3

I have a server machine with ubuntu 9.10. I am trying to put in place an executable, which turns out to be the latest flashplayer (debugger version).

Somehow the file appears as present and executable, but when launching it the console indicates that the files does not exist:

rodrigo@ns360773:~/t_fplayer$ pwd
/home/rodrigo/t_fplayer
rodrigo@ns360773:~/t_fplayer$ ls -lh
total 12M
-rwxr-xr-x 1 rodrigo rodrigo 12M 2011-07-09 11:35 flashplayerdebugger
rodrigo@ns360773:~/t_fplayer$ ./flashplayerdebugger
-bash: ./flashplayerdebugger: No such file or directory
rodrigo@ns360773:~/t_fplayer$ ldd flashplayerdebugger
       not a dynamic executable

using the same executable (copied via ssh) in my local machine works fine.

Any idea of what is going on?
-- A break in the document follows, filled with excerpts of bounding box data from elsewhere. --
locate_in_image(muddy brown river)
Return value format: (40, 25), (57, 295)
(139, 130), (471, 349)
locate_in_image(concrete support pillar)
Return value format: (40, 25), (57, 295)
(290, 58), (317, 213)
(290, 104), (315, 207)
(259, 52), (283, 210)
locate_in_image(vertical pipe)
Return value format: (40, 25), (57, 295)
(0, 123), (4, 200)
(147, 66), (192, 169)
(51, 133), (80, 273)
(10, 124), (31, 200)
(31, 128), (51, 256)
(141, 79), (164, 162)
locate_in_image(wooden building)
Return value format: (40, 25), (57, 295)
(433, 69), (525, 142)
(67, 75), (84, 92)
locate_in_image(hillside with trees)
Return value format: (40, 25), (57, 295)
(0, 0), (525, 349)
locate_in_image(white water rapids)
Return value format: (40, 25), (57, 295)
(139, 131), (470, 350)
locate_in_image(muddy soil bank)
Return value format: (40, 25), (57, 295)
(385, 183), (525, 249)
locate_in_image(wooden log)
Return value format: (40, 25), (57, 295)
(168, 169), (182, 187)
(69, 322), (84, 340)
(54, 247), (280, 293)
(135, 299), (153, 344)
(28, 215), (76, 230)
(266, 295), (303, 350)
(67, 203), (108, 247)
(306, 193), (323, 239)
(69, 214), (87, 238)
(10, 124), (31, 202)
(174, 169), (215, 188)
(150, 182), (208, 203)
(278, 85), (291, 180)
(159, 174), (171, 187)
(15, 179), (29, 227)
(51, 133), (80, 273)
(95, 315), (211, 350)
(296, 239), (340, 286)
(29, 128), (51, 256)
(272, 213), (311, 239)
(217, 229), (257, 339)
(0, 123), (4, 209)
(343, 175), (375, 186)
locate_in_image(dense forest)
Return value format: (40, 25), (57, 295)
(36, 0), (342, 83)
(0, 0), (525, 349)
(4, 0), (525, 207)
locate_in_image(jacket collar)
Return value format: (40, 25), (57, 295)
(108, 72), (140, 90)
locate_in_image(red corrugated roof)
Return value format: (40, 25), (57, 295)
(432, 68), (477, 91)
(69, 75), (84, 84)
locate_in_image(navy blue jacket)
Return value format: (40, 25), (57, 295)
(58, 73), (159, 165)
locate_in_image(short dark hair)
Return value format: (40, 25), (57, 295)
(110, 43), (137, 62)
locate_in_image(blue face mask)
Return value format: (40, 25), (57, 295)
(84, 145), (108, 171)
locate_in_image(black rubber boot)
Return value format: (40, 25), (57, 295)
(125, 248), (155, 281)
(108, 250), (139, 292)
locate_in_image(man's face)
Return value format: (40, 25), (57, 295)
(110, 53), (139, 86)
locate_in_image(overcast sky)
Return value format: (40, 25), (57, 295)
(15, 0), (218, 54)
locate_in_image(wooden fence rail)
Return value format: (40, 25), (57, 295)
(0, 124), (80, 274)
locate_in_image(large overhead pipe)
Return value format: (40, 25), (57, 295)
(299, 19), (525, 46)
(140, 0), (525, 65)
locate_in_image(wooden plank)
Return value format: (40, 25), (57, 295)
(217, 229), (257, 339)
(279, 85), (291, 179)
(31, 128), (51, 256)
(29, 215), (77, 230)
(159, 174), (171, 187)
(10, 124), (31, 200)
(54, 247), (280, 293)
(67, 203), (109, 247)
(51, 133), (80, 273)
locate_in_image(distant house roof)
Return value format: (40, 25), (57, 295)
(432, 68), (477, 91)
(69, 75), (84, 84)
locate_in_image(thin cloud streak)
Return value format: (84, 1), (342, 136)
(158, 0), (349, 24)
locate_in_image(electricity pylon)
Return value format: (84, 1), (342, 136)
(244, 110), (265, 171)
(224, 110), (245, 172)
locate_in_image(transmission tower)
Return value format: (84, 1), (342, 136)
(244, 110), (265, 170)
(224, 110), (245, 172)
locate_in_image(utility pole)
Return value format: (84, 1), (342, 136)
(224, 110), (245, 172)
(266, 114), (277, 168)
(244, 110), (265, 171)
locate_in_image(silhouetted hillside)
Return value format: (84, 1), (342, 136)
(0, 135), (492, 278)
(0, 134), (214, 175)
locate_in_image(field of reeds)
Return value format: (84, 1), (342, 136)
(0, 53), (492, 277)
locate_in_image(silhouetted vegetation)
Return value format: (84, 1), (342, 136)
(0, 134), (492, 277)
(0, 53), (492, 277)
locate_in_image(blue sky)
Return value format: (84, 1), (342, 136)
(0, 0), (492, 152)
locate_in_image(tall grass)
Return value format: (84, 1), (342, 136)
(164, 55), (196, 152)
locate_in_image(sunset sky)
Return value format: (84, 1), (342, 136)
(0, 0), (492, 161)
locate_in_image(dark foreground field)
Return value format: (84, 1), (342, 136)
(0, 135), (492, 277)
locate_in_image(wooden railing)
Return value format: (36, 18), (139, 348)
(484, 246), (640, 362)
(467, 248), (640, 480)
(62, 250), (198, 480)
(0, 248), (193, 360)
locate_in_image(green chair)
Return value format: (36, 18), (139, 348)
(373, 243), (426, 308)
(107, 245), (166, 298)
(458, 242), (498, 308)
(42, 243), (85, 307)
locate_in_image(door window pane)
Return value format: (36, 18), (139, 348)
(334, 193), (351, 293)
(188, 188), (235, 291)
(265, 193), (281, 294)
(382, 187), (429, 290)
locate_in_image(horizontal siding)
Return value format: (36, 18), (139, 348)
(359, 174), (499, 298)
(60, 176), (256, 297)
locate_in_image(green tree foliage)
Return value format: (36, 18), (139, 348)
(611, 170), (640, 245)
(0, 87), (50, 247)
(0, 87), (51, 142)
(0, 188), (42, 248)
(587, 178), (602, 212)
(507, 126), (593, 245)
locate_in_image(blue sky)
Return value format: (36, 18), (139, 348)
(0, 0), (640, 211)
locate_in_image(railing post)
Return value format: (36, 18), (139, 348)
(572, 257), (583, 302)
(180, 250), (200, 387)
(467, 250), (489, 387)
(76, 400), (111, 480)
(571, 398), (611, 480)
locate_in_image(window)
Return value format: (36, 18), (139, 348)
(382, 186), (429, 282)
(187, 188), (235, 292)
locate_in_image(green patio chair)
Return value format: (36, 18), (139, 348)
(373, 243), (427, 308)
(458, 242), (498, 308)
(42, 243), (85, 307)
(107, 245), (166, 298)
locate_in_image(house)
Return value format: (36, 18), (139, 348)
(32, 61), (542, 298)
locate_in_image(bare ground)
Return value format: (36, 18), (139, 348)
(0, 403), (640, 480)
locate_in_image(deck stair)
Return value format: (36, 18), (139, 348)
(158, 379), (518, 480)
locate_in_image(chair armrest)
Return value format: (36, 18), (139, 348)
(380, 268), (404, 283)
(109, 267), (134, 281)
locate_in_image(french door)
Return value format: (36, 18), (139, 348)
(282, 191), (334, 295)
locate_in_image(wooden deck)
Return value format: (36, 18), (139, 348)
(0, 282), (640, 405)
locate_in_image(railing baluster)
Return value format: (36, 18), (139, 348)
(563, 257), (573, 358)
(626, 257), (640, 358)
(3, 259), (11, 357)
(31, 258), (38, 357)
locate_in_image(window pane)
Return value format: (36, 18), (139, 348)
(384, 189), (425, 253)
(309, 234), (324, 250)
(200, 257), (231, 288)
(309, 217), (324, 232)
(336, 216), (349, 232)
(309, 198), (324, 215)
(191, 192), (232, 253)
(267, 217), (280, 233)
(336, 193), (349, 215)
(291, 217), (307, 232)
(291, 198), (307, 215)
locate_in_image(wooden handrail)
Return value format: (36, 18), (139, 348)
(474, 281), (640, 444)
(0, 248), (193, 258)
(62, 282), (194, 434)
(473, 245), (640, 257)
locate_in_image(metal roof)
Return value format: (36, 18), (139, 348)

What can explain this behaviour?

Any idea how to fix this?

rodrigob
  • 133

3 Answers3

6

Check the architecture: You'll get that message running an x86 binary on an AMD64 system if you don't have compatibility libraries installed.

Also Ubuntu 9.04 is no longer updated, so you might want to update it.

2

Static or dynamic, it still makes use of a dynamically-loaded "interpreter", which on Linux is usually named ld-linux.so.VERSION. If you have an executable which requires a version of the interpreter that isn't present, as when you try to use a newer binary on an old system, you will get that error because the interpreter isn't found. (And the error message is unfortunate but not fixable unless the kernel is extended with a better error reporting API; all the shell knows is that it got ENOENT in response to execve("./flashplayerdebugger", ...).) So my guess is you're trying to run a binary compiled for Ubuntu 11.x on your old server, and that's a lost cause — you will need to get one compiled for Ubuntu 9.10.

geekosaur
  • 7,285
0

This is probably due to missing 32-bit environment. You could try to use strace to find what exacly is missing: strace ./flashplayerdebugger. You should see there some open()s for non-existent libs.